Pepisco’s CEO Indra Nooyi weighed
in on the provocative work-life balance debate at a
recent festival, telling the audience that it remains
difficult for her to manage both her intense personal and professional demands. Ranked #13 on Forbes' Power Women's list, Nooyi
candidly shared her experience leading one of the world’s largest corporations
whilst also balancing her family life - raising her two children. For Nooyi,
'having it all' is an illusion that comes with painful sacrifices and
tradeoffs: “You have to cope” advises the 58-year-old exec, “because you die
with guilt. You just die with guilt."
This is not a unique point of view, and is a sentiment that is echoed again and again by other people in senior leadership roles. These articles in the press make me feel that it is impossible for women to succeed both in their professions and in their personal lives. I disagree.
Defining ‘All’ in the above statement is very important. “All” to me means having a healthy and productive life and valuing the people I love as much as the success I seek.
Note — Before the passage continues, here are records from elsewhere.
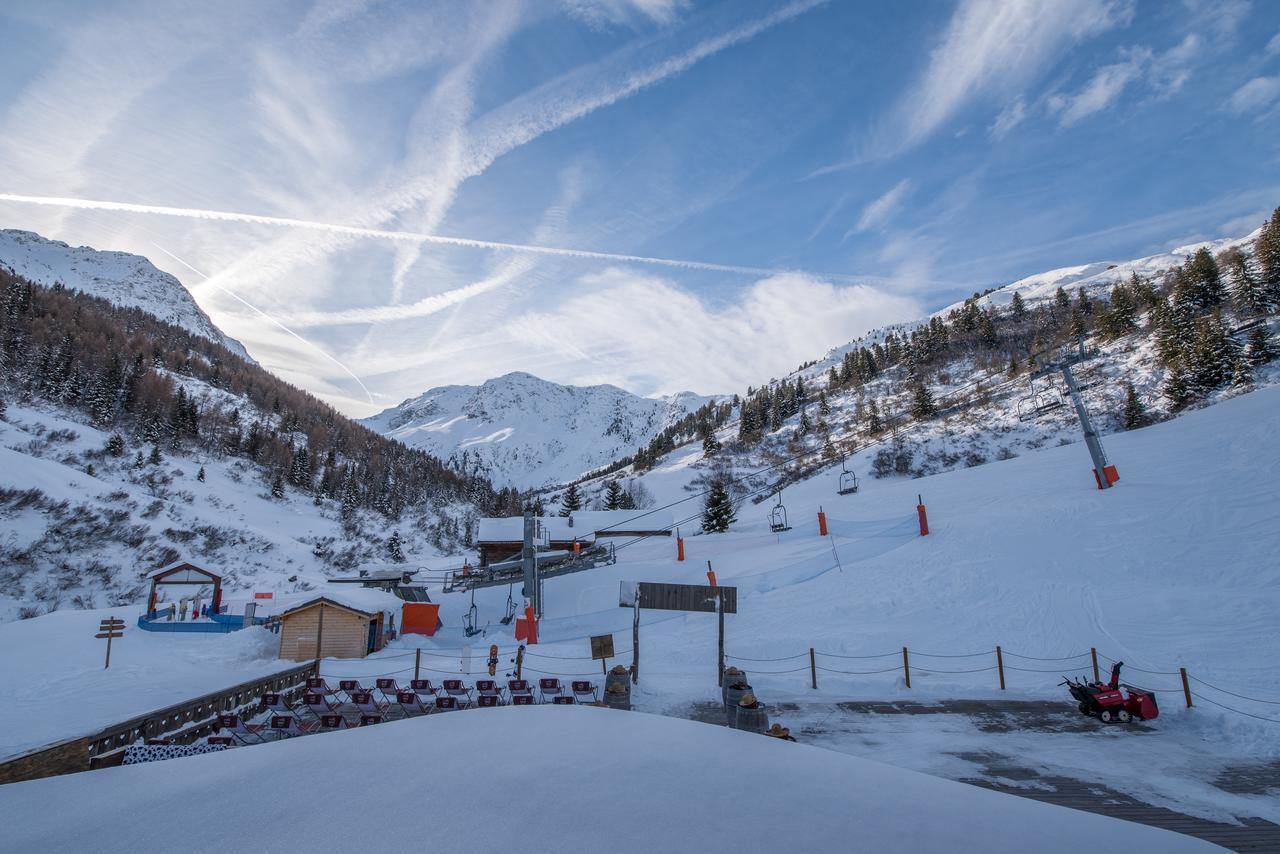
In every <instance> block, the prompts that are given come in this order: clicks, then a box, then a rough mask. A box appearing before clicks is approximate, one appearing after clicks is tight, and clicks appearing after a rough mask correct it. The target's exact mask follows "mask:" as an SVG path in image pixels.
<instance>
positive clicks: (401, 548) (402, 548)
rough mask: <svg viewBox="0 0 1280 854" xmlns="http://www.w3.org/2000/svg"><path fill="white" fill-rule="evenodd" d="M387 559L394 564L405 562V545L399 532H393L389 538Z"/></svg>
mask: <svg viewBox="0 0 1280 854" xmlns="http://www.w3.org/2000/svg"><path fill="white" fill-rule="evenodd" d="M387 557H388V558H389V560H390V562H392V563H403V562H404V545H403V543H402V542H401V538H399V531H392V535H390V536H389V538H387Z"/></svg>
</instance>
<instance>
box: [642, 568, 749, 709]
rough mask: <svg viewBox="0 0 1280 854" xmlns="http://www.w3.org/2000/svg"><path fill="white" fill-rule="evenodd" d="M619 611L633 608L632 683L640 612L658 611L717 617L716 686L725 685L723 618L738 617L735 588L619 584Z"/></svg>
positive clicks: (703, 584)
mask: <svg viewBox="0 0 1280 854" xmlns="http://www.w3.org/2000/svg"><path fill="white" fill-rule="evenodd" d="M618 607H621V608H635V622H634V629H632V643H634V644H635V652H634V653H632V656H634V659H632V665H631V679H632V680H634V681H640V679H639V672H640V608H654V609H658V611H694V612H699V613H717V615H719V661H718V675H717V682H718V684H721V685H723V684H724V615H726V613H737V588H726V586H723V585H717V586H709V585H704V584H655V583H653V581H622V583H621V586H620V590H618Z"/></svg>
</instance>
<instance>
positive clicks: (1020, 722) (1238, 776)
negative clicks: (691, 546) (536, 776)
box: [687, 700, 1280, 851]
mask: <svg viewBox="0 0 1280 854" xmlns="http://www.w3.org/2000/svg"><path fill="white" fill-rule="evenodd" d="M774 714H777V716H778V717H780V718H781V720H782V721H786V720H787V718H788V717H792V720H796V718H799V720H806V721H812V720H815V718H817V720H818V721H820V723H817V725H814V723H809V725H804V726H799V727H794V729H792V735H795V736H797V737H799V739H800V740H801V741H808V743H810V744H815V745H818V746H822V741H823V739H824V736H826V737H829V736H831V735H832V734H833V732H835V731H836V730H837V727H838V730H840V731H849V730H854V731H859V730H861V727H860V726H859V718H863V716H881V714H908V716H916V714H957V716H964V717H968V718H969V720H970V721H972V722H973V725H974V726H975V727H977V729H978V730H979V731H982V732H991V734H1001V732H1093V731H1097V730H1098V726H1100V725H1098V722H1097V721H1094V720H1092V718H1087V717H1084V716H1080V714H1078V713H1075V712H1074V711H1073V709H1070V707H1069V705H1066V704H1064V703H1056V702H1043V700H940V702H936V703H919V702H910V700H899V702H846V703H805V704H803V705H801V704H796V703H778V704H774V705H773V707H772V708H771V720H772V718H773V716H774ZM687 717H690V718H692V720H695V721H704V722H708V723H721V725H723V722H724V713H723V708H722V707H721V705H719V704H718V703H698V704H695V705H692V707H690V708H689V709H687ZM863 721H865V718H863ZM1128 729H1129V731H1130V732H1132V734H1133V735H1135V736H1151V735H1152V734H1155V732H1157V729H1156V726H1155V725H1152V726H1148V725H1143V723H1133V725H1129V726H1128ZM992 744H993V746H995V745H998V740H997V741H992ZM950 755H955V757H957V758H960V759H964V761H965V762H968V763H972V764H973V766H974V767H975V768H977V771H978V773H973V775H966V776H959V777H955V780H957V781H959V782H966V784H969V785H973V786H982V787H984V789H992V790H995V791H1002V793H1006V794H1010V795H1018V796H1019V798H1030V799H1033V800H1041V802H1044V803H1051V804H1057V805H1060V807H1069V808H1071V809H1080V810H1084V812H1091V813H1098V814H1102V816H1110V817H1112V818H1120V819H1124V821H1132V822H1138V823H1139V825H1151V826H1152V827H1161V828H1164V830H1170V831H1174V832H1178V834H1187V835H1188V836H1197V837H1199V839H1203V840H1207V841H1211V842H1215V844H1217V845H1221V846H1224V848H1226V849H1230V850H1233V851H1280V825H1275V823H1271V822H1268V821H1265V819H1261V818H1257V817H1249V816H1242V817H1236V821H1238V822H1239V823H1236V825H1231V823H1226V822H1215V821H1208V819H1206V818H1199V817H1197V816H1188V814H1184V813H1179V812H1176V810H1174V809H1167V808H1165V807H1156V805H1153V804H1147V803H1143V802H1142V800H1138V799H1137V798H1134V796H1132V795H1126V794H1124V793H1120V791H1116V790H1114V789H1110V787H1108V786H1106V785H1102V784H1100V782H1097V781H1096V780H1088V781H1085V780H1076V778H1074V777H1069V776H1065V775H1056V773H1051V772H1044V771H1036V769H1033V768H1029V767H1025V766H1024V764H1021V763H1020V762H1019V761H1018V759H1016V758H1014V757H1009V755H1005V754H1001V753H998V750H991V752H957V753H951V754H950ZM1208 782H1210V784H1211V785H1212V786H1215V787H1217V789H1221V790H1222V791H1228V793H1233V794H1240V795H1262V796H1280V762H1267V763H1256V764H1249V766H1236V767H1230V768H1225V769H1222V771H1221V772H1220V773H1219V775H1217V776H1216V777H1215V778H1213V780H1211V781H1208ZM1019 784H1021V785H1019ZM1027 784H1032V785H1027Z"/></svg>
I would like to share my story and the reasons for my beliefs. “All” can be different for women and girls at different phases of their life and you can understand this from my story.
I was born in a traditional Indian household as one of three girls and to us, Education was paramount. With my parents’ unwavering support through thick and thin, all three of us graduated with flying colours. In my case - after having topped the state and thinking I had scaled the heights of success - I was rudely brought down to earth by an earth shattering statement made to me by my uncle. He said, “You could be rejoicing like a frog in the well - you are thinking that the well is the whole world. Try and get out and see your mettle.”
After making my case to my parents, I left to study further from home in a large city. The journey made me understand the risks, the freedom and the responsibility that came along with this and I developed survival skills to live alone and at a distance from my family.
At that stage, “All” to me was the ability to change my parent’s mindset, to survive away from them, to keep myself safe and land a job so I could help financially. Fortunately I met my life partner at the same time so “All” added another dimension – I wanted to create a family with this man. At that stage “All” had nothing to do with my dreams 20 years from then and what I would be. Like almost every other human being I wanted to be happy and healthy and financially independent. Did I have it “All” – yes – because the goals between the ages of 20 to 30 were very clear to me.
After I left India to be in Kuwait, Abu Dhabi & UK – my definition of “All” changed. We had three very expensive (!) children and so now geographical stability that would give my children an opportunity to grow to their potential, a steady income that grew with promotions, a support system of family and help to allow me to do justice to both work and family became more important. What did I need to get this ‘All’ ? A loving, healthy and honest relationship with my partner who could understand my core values, strong lines of communication with my employers, my willingness to learn, develop and take on work and my collaborative skills to influence family and help and to be there to lean on in times of need. “All” at that stage did not mean being dejected that I did not get to become GM of a remote country because that was my choice.
As my children left home for higher education, the fact that I had kept myself up to date with the industry and in my role within the organization meant that I was able to apply for more challenging roles far away from home. My definition of “All” had changed. I was able to take risks, work crazy hours again and demonstrate that my innate intelligence had not gone away after child birth and being a mother! I was able to go through successive promotions to reach the positions I had been forced to give up earlier in my life. Any regrets? No. Do I have it ‘All’? An emphatic Yes.
“All” to me is about defining what your goals are in the phase of life you are in. My experience says, you can have it “All” when:
- You are honest with yourself about who you are and what your core values and priorities are
- You build a support system all through your life and are not afraid or egoistic to ask for help
- You choose to work in organizations that respect your gender diversity, and that align with your own value system
- You constantly learn and develop yourself in the area you are passionate about. For example I was not even a manager but I would constantly read about how to be a good one – and lo behold when I was interviewed it was as if I already knew!
I hope sharing my story gives encouragement to at least a few
women who may feel they need to make a choice between career and family life.
You CAN have both – different times of your life need you to accelerate and
decelerate, change directions as you would when you are driving to ensure you
reach your destination safe and happy.